Effects of the fenugreek extracts on high-fat diet-fed and streptozotocin-induced type 2 diabetic mice.

BACKGROUND: To study the antidiabetic effects and mechanisms of the fenugreek extracts in streptozotocin (STZ)-induced type 2 diabetic (T2DM) mice fed a high-fat diet (HFD).
METHODS: We established C57BL/6J mice model of T2DM using HFD-fed and STZ-induced method. Then, the mice were administered with two types of fenugreek extracts (E1, flavonoid and E2, stilbene glycoside) for 4 weeks and the effects on fasting blood glucose (FBG), weight, superoxide dismutase (SOD), catalase (CAT), malondialdehyde (MDA), and pathological indexes were investigated.
RESULTS: Administration of fenugreek extracts decreased the FBG level compared with that of the model group. Comparatively, the high-dose E2 decreased the FBG more significantly than the other treatments did. Both extracts showed an obvious antioxidant effect by increasing serum SOD and CAT activities and decreasing the MDA content. Furthermore, the high-dose E1 showed a significant difference (P < .01) compared with the model group in the three investigated indexes.
CONCLUSION: Our study demonstrated that both the flavonoid and stilbene glycoside extracts of fenugreek improved the hyperglycemia in the T2DM mice model. Moreover, the antidiabetic effects of both extracts might be due to their antioxidant activity in vivo.

INTRODUCTION

Diabetes mellitus (DM) is prevalent worldwide, and according to World Health Organization (WHO) and the American Diabetes Association diagnostic criteria, 439 million adults will be affected by diabetes by 2030.1 DM is characterized by a relative or absolute lack of insulin, which may lead to hyperglycemia. The two main types of DM are type 1 DM (T1DM) and type 2 DM (T2DM). T1DM is an autoimmune disease that leads to the destruction of the insulin‐producing pancreatic β‐cells in the islets, and it is most commonly diagnosed in children and young adults. T2DM is a complex, heterogeneous, and polygenic disease characterized mainly by insulin resistance and pancreatic β‐cell dysfunction. It is the most common type of diabetes, and the percentage rate is 90% of all incidences DM.2, 3 Some data indicate that high‐fat diet (HFD) and obesity are the main risk factors for T2DM.4 Therefore, in theory, weight reduction and exercise should improve the T2DM state, but in reality, lifestyle interventions have failed in numerous cases. Therefore, drugs must be used in these T2DM cases to avoid the deleterious effects of chronic hyperglycemia. Currently, T2DM drug treatments mainly include chemical drugs such as biguanides, thiazolidinediones, sulfonylureas, d‐phenylalanine, meglitinides, and α‐glucosidase inhibitors in addition to insulin. All these drugs have different degrees and types of side effects5, 6; therefore, there is a demand for new safer compounds for the treatment of diabetes. Because of the apparent minimal side effects, natural products have attracted the attention of scientists.

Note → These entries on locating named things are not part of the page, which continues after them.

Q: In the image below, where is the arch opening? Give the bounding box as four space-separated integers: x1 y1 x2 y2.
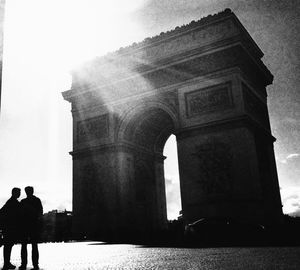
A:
163 134 182 220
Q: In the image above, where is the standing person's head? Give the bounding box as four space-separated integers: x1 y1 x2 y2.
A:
25 186 33 197
11 188 21 199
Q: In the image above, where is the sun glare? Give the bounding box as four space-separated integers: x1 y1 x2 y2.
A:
6 0 146 74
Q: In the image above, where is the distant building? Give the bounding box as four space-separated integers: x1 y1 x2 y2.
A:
41 210 72 242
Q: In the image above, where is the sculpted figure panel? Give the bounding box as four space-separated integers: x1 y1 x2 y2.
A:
185 83 233 117
193 140 232 195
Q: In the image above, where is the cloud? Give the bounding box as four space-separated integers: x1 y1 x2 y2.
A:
286 153 300 159
279 153 300 164
280 186 300 217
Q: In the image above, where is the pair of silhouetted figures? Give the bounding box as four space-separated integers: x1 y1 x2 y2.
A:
0 187 43 270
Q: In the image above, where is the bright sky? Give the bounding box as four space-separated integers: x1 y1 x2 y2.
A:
0 0 300 218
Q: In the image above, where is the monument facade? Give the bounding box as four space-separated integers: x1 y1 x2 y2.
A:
63 9 282 239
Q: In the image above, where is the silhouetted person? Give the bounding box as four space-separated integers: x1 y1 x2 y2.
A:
0 188 21 270
19 187 43 270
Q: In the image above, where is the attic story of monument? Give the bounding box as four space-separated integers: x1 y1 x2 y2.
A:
63 9 282 238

Fenugreek (Trigonella foenum‐graecum L), a well‐known annual herb belonging to the family Leguminosae, has been widely used as a spice, edible vegetable, and medicinal plant for a long time. Furthermore, some studies have reported on the active components of fenugreek.7, 8, 9, 10, 11 4‐Hydroxyisoleucine and galactomannan, isolated from fenugreek, can lower the blood glucose levels and improve lipid metabolism in vivo.12 Other studies have suggested that fenugreek might possess antihypoglycemic and antihyperlipidemic effects in humans and animal models.13, 14, 15, 16, 17, 18, 19, 20, 21, 22, 23 The mechanism of antihypoglycemia induced by fenugreek seed extract was shown to be mediated through stimulation of an insulin signaling pathway in a research study.17

MATERIALS AND METHODS

Preparation of fenugreek

Fenugreek was collected from Qinghai Province of the PR of China, where Chinese herbal medicine is abundant. The purified fenugreek extract was obtained from Northwest Institute of Plateau Biology, Chinese Academy of Sciences in December 2015. Dried fenugreek seeds (500 g) were ground into a powder and sequentially extracted thrice with 75% ethanol (10 L) under reflux at 60°C. After vacuum concentration, 245 g of the residues was diluted with water (1 L) and further successively extracted with light petroleum (boiling point 60‐90°C, 2.0 L), ethyl acetate (2 L), and n‐butanol (3 L). Each solution was vacuum evaporated to dryness at 60°C to obtain a total yield of 30.5, 33.7, and 35 g of petroleum ether, ethyl acetate (flavonoid), and n‐butanol (stilbene glycoside) extracts, respectively.

Study design

Male C57BL/6J mice (n = 100, Vital River Laboratory Animal Technology Co., Ltd., Beijing, China) weighing 18‐22 g (4 weeks age) were purchased and maintained at 5 animals per IVC cage at a stable temperature (22‐23°C) and humidity (60%), with a 12‐h light‐dark cycle in the Laboratory Animal Center Chinese Center for Diseases control and Prevention, Beijing. The animal had free access to water and food. After acclimation for 1 week, the mice were fed HFD (the ingredients were consistent with the D12492 diet) except for the uninduced control. Then, 5 weeks later, they were injected with STZ to induce T2DM, and 72 h later, the fasting blood glucose (FBG) was measured. Mice with FBG levels ≥ 11 mmol/L were considered hyperglycemic in our study. According to the blood glucose level, 60 mice were randomly divided into the following 6 groups: positive control (PC), T2DM animal model (M), flavonoid high and low doses (E1H and E1L, respectively), and stilbene glycoside high and low doses (E2H and E2L, respectively). Fenugreek extracts at doses of 20 and 80 mg kg−1 d−1 were intragastric administrated to the EH and EL groups, respectively, for 4 weeks. Metformin (500 mg kg−1 d−1) was used as a positive control.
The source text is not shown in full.